What this course will deal with primarily is the choice of the design. This focus includes all the related issues about how we handle these factors in conducting our experiments.

Factors

We usually talk about "treatment" factors, which are the factors of primary interest to you. In addition to treatment factors, there are nuisance factors which are not your primary focus, but you have to deal with them. Sometimes these are called blocking factors, mainly because we will try to block on these factors to prevent them from influencing the results.

There are other ways that we can categorize factors:

Experimental vs.
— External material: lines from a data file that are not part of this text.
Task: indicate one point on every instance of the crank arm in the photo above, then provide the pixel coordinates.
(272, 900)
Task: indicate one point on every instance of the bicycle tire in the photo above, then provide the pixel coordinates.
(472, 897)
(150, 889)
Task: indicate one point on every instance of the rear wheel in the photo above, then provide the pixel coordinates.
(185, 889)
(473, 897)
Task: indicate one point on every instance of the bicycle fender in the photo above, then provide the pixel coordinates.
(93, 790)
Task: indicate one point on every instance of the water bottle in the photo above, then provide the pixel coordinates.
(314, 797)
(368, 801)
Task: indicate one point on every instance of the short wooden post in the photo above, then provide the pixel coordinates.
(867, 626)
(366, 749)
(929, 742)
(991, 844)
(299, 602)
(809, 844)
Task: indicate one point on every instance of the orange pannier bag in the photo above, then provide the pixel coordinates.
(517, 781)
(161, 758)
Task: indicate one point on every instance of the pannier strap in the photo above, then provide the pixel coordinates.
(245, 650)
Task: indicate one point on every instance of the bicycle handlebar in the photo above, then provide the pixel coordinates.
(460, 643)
Classification Factors

Experimental Factors
These are factors that you can specify (and set the levels) and then assign at random as the treatment to the experimental units. Examples would be temperature, level of an additive fertilizer amount per acre, etc.SampleText
Classification Factors
These can't be changed or assigned, these come as labels on the experimental units. The age and sex of the participants are classification factors which can't be changed or randomly assigned. But you can select individuals from these groups randomly.

Quantitative vs. Qualitative Factors

Quantitative Factors
You can assign any specified level of a quantitative factor. Examples: percent or pH level of a chemical.
Qualitative Factors
These factors have categories which are different types. Examples might be species of a plant or animal, a brand in the marketing field, gender, - these are not ordered or continuous but are arranged perhaps in sets.

Try It!

Think about your own field of study and jot down several of the factors that are pertinent in your own research area? Into what categories do these fall?

Get statistical thinking involved early when you are preparing to design an experiment! Getting well into an experiment before you have considered these implications can be disastrous. Think and experiment sequentially. Experimentation is a process where what you know informs the design of the next experiment, and what you learn from it becomes the knowledge base to design the next.